Las hordas de guerreros borrachos y ménades lo pisotearon en su ansia por escapar, y Eagro se habría ahogado de no haber sido por Calíope. En cuanto el guerrero se hundió, la musa se zambulló en el río, se las apañó no sé cómo para echárselo a los hombros y lo llevó a caballito hasta la otra orilla. La imagen debió de ser curiosa: una encantadora dama vestida con una túnica blanca saliendo del Ganges con un peludo guerrero tracio a la espalda.
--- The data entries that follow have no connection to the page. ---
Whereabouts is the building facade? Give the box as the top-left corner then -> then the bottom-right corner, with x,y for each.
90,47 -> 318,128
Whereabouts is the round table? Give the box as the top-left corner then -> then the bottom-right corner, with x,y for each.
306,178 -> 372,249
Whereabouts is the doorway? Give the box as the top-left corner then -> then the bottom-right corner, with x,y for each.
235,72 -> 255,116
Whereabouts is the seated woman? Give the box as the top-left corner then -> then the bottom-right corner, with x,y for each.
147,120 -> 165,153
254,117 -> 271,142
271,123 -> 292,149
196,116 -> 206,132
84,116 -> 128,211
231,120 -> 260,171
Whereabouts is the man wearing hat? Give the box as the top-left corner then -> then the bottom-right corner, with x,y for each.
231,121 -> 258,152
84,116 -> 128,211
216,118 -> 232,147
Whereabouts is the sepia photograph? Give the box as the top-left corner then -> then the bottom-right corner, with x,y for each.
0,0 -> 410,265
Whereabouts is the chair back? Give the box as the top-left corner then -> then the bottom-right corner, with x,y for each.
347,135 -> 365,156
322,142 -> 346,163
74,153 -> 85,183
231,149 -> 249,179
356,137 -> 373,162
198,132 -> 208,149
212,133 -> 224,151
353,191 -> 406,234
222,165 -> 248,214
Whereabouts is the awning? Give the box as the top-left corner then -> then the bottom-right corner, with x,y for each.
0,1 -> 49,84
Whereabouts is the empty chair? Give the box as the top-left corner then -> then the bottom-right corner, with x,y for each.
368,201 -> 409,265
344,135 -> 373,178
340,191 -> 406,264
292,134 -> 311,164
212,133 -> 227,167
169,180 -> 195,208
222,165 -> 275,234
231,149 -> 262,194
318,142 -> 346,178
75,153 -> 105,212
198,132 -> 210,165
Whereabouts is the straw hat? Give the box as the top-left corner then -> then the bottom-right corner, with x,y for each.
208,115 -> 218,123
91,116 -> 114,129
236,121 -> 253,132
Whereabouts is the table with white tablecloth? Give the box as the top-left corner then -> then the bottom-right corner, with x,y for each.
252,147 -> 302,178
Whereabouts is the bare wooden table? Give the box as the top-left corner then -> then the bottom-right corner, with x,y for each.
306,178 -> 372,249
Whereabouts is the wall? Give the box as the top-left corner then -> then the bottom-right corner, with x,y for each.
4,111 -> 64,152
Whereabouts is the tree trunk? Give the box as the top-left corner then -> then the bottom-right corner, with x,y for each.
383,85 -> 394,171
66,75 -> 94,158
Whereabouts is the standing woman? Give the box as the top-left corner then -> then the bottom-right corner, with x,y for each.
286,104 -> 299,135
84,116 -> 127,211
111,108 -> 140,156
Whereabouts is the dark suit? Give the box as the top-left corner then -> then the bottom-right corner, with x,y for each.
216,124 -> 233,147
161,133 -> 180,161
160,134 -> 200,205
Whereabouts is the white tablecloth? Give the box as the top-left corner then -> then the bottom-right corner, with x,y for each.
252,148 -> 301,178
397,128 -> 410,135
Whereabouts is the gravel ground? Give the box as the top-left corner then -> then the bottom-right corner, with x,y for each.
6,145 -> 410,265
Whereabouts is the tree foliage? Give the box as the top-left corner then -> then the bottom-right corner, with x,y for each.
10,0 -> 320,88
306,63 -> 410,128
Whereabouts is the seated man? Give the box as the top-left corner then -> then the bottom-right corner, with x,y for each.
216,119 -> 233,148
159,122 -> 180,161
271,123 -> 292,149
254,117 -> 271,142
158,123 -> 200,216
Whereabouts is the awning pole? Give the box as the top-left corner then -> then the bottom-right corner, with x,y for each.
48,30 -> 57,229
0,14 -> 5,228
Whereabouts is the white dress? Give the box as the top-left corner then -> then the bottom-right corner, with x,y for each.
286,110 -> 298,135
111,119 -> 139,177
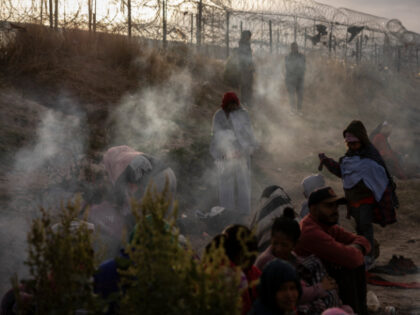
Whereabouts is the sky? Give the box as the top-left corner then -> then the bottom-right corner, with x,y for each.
317,0 -> 420,33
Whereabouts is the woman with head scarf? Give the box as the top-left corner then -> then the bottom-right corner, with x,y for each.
319,120 -> 398,268
210,92 -> 257,223
250,259 -> 302,315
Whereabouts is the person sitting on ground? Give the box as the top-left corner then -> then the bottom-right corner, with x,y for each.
370,121 -> 409,179
255,212 -> 349,315
319,120 -> 398,269
249,185 -> 294,253
223,224 -> 261,314
295,187 -> 371,315
300,174 -> 325,218
249,259 -> 302,315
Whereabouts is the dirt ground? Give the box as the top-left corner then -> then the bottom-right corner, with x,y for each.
0,41 -> 420,315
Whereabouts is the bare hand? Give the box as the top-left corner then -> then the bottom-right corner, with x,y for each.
321,276 -> 337,291
349,244 -> 365,255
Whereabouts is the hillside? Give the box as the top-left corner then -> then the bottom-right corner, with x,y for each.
0,26 -> 420,314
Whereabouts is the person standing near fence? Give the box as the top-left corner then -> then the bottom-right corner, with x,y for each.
237,31 -> 255,106
210,92 -> 257,223
286,43 -> 306,113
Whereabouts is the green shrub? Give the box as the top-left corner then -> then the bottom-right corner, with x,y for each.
120,191 -> 241,315
18,202 -> 99,315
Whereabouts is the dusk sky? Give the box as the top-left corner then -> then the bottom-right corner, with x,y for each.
318,0 -> 420,33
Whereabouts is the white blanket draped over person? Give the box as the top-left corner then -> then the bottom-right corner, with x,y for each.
210,92 -> 257,215
88,145 -> 177,258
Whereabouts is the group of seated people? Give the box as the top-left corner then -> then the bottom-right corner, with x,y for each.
0,147 -> 371,315
200,187 -> 371,315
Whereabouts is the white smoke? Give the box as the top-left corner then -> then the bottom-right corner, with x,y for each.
0,97 -> 85,293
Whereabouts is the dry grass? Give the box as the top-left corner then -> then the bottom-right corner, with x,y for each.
0,25 -> 179,103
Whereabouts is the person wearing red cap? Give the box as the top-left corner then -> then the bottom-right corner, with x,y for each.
210,92 -> 257,223
295,187 -> 371,315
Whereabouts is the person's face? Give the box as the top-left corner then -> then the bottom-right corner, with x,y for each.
225,103 -> 239,113
313,202 -> 338,226
276,281 -> 299,312
271,232 -> 295,260
347,141 -> 362,151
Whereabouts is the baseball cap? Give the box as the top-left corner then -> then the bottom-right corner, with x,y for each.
308,187 -> 347,207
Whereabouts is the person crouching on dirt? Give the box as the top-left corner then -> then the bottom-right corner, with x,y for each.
210,92 -> 257,223
255,212 -> 350,315
88,146 -> 176,259
249,259 -> 302,315
319,120 -> 398,269
295,187 -> 371,315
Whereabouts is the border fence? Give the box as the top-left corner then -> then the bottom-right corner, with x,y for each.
0,0 -> 420,71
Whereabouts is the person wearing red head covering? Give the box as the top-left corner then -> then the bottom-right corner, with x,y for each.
210,92 -> 257,222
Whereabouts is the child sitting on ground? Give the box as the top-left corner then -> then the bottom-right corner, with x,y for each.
249,259 -> 302,315
206,224 -> 261,315
256,211 -> 350,314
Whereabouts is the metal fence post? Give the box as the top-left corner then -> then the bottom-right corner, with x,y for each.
226,11 -> 230,58
162,0 -> 168,48
191,13 -> 194,44
268,20 -> 273,54
328,23 -> 333,57
196,0 -> 203,47
344,26 -> 349,64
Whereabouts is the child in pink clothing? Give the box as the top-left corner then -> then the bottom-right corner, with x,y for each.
255,213 -> 350,314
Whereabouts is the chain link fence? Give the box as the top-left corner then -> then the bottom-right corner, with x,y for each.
0,0 -> 420,71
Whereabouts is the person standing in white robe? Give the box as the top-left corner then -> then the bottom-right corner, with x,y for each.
210,92 -> 257,217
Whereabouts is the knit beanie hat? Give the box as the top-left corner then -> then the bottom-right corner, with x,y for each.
222,92 -> 241,109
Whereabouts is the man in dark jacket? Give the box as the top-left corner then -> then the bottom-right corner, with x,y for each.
319,120 -> 398,267
286,43 -> 306,112
237,31 -> 255,106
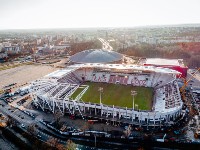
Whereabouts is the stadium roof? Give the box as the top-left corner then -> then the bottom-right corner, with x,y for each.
144,58 -> 181,66
70,49 -> 123,63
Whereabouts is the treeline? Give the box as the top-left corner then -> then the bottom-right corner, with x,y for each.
70,40 -> 102,55
119,43 -> 200,68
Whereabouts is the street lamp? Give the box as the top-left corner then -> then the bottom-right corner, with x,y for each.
131,90 -> 137,110
98,87 -> 103,105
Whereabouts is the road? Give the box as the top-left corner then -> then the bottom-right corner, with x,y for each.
98,38 -> 113,51
0,102 -> 65,143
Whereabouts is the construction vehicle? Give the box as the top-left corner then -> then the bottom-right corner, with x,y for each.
194,116 -> 200,139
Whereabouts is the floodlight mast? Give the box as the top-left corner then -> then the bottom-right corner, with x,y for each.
131,90 -> 137,110
98,87 -> 103,105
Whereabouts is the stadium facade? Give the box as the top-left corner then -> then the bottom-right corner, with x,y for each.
31,63 -> 183,126
69,49 -> 124,63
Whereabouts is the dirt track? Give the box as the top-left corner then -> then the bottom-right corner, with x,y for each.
0,65 -> 58,88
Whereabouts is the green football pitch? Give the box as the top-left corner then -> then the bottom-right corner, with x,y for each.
71,82 -> 153,110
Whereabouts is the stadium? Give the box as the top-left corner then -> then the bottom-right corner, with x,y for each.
31,49 -> 183,126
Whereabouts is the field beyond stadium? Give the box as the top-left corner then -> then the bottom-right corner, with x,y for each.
71,82 -> 153,110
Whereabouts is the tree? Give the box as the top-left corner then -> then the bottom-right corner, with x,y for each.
27,123 -> 37,135
54,110 -> 63,127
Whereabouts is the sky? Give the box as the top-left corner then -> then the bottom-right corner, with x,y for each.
0,0 -> 200,30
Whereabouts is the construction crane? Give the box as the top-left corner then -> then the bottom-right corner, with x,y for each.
180,68 -> 200,101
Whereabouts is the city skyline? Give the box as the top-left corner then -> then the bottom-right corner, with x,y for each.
0,0 -> 200,30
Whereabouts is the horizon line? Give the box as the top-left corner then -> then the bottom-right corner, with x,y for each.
0,23 -> 200,31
El ejército de Dioniso volvió a Grecia con el ánimo por los suelos, pero Calíope y Eagro se lo pasaron de miedo. Durante el viaje se enamoraron. Y para cuando los tracios llegaron a casa, Calíope había dado a luz a un semidiós llamado Orfeo. El chaval se crio en Tracia, que no era un lugar muy acogedor para un joven músico sensible. Su padre perdió interés en él cuando se dio cuenta de que jamás sería un guerrero. Si le dabas al chico un arco, tocaba una melodía con la cuerda. Si le dabas una espada, la tiraba al suelo gritando: «¡Odio los bordes afilados!». Los otros niños se burlaban de él y lo acosaban... hasta que Orfeo aprendió a utilizar la música como método de defensa. Poco a poco fue dándose cuenta de que con su canto podía hacer llorar al más bruto de los acosadores. De que podía librarse de una paliza tocando las flautas de caña. Sus atacantes se quedaban quietos, como hechizados, y dejaban que Orfeo se marchara. Todos los fines de semana, Calíope lo llevaba a clases de música con las otras musas. Orfeo vivía para esas clases. Sus tías inmortales le enseñaron lo que sabían de música, que era básicamente todo. Y en muy poco tiempo el muchacho superó a sus maestras. Tenía la delicadeza de su madre y su habilidad divina, y además el talento natural de su padre y su osadía de hombre mortal. Las musas jamás habían oído una voz tan hermosa.
Le dieron a Orfeo varios instrumentos a probar: una batería, un cuerno francés, una guitarra Telecaster del 67... Orfeo destacaba en todos ellos. Hasta que un día dio con el instrumento que lo haría famoso. El único problema era que pertenecía a un dios.